Hoje senador, o ex-juiz Sergio Moro (União-PR) defende a operação e diz que as críticas às colaborações são “mal fundamentadas”. Ele ressalta que apenas para a Petrobras foram recuperados R$ 6 bilhões como fruto das investigações.
“A Lava-Jato teve repercussões internacionais e contribuiu, inclusive, para a descoberta de crimes de corrupção que ocorreram em outros países, como Peru, Colômbia, México, Panamá… Enfim, foi um instrumento utilizado com muito êxito”, disse.
Pierpaolo Cruz Bottini, professor de Direito penal da USP, ressalta que a lei de 2013 teve importância ao detalhar melhor o uso da colaboração premiada, mas que deixou brechas, como prisões preventivas ou busca e apreensão deflagradas só com base em depoimento de delatores. Isso viria a ser corrigido parcialmente em 2019, no bojo do “pacote anticrime”, que promoveu uma reforma na legislação.

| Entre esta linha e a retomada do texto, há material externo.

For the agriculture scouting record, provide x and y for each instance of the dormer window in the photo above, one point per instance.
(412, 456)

“Em 2019 se estabeleceram novos limites. Continuou-se dando importância para delação como instrumento de investigação, mas foi proibido que qualquer medida de restrição de direitos, seja patrimonial ou de liberdade, fosse tomada só com base na palavra do colaborador.”
Exemplos estrangeiros
Os juristas apontam que o modelo brasileiro foi uma adaptação dos sistemas dos Estados Unidos e da Itália, que possuem organizações jurídicas distintas da nossa. No país europeu, a experiência da Operação Mãos Limpas, que atingiu a elite política do país, também promoveu mudanças nas regras de delações ao longo dos anos. Já nos EUA, ressalta Walter Barbosa Bittar, professor de Direito da PUC-PR e autor do livro “Delação premiada”, o Ministério Público possui mecanismos de prestação de contas e de controle, o que garante que agentes públicos sejam responsabilizados por descumprirem normas em acordos, o que não ocorre no Brasil.

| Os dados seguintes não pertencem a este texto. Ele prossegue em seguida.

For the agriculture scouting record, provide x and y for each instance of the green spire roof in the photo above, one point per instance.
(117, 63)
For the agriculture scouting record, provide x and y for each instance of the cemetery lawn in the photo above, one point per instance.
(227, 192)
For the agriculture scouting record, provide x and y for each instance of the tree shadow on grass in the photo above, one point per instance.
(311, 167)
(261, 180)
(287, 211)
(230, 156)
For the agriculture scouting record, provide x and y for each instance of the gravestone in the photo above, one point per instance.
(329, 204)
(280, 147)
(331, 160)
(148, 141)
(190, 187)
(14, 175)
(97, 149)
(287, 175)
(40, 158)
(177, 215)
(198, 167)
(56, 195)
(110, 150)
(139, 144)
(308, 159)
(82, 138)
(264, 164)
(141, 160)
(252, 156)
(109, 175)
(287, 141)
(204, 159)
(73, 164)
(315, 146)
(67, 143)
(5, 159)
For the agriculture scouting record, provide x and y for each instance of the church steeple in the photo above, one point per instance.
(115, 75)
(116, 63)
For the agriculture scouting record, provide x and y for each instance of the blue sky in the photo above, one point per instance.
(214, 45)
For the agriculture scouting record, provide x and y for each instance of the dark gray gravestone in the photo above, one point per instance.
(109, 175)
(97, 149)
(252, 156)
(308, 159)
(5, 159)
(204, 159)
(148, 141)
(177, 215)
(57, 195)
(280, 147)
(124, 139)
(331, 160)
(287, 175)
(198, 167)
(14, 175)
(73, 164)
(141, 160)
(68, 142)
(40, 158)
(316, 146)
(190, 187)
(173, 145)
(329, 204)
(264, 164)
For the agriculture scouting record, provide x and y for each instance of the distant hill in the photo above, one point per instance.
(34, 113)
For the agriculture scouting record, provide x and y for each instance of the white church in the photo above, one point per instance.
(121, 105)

Bittar aponta ainda que a legislação brasileira acabou não abarcando as possibilidades de delação, o que levou, por exemplo, à falta de tipificação sobre em quais crimes podem ser autorizados acordos. Ele cita como exemplo a Operação Publicano, no Paraná, que investigou um esquema de propina entre auditores fiscais. Um dos réus que virou delator era também autor de crimes sexuais contra adolescentes. Mesmo assim, ele conseguiu a liberdade ao fechar acordo de colaboração.
“É um instrumento que deveria ser de exceção e só em determinadas tipificações penais”, diz Bittar.

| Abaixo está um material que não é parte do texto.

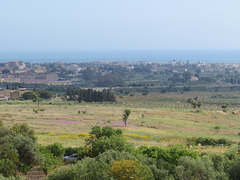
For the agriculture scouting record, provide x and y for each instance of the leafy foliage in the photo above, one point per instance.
(129, 169)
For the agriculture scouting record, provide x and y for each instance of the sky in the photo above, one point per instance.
(31, 25)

Outro ponto de tensão nos últimos anos envolvendo o tema da delação premiada é a disputa entre Ministério Público e Polícia Federal sobre o poder de firmar os acordos. Apesar de entendimento fixado pelo Supremo Tribunal Federal (STF) em 2018 de que a PF pode conduzir delações, recentemente o procurador-geral da República, Augusto Aras, afirmou que a PGR “não aceita delações conduzidas pela Polícia Federal” ao criticar o acordo de Mauro Cid, solto no último dia 9 após homologação da colaboração pelo ministro Alexandre de Moraes, do STF. O tenente-coronel fechou a colaboração durante o período em que esteve preso no batalhão de Polícia do Exército em Brasília, outro ponto sensível de críticas nos últimos anos.
Em 2021, o tema voltou a ser debatido no caso da delação do ex-governador Sérgio Cabral.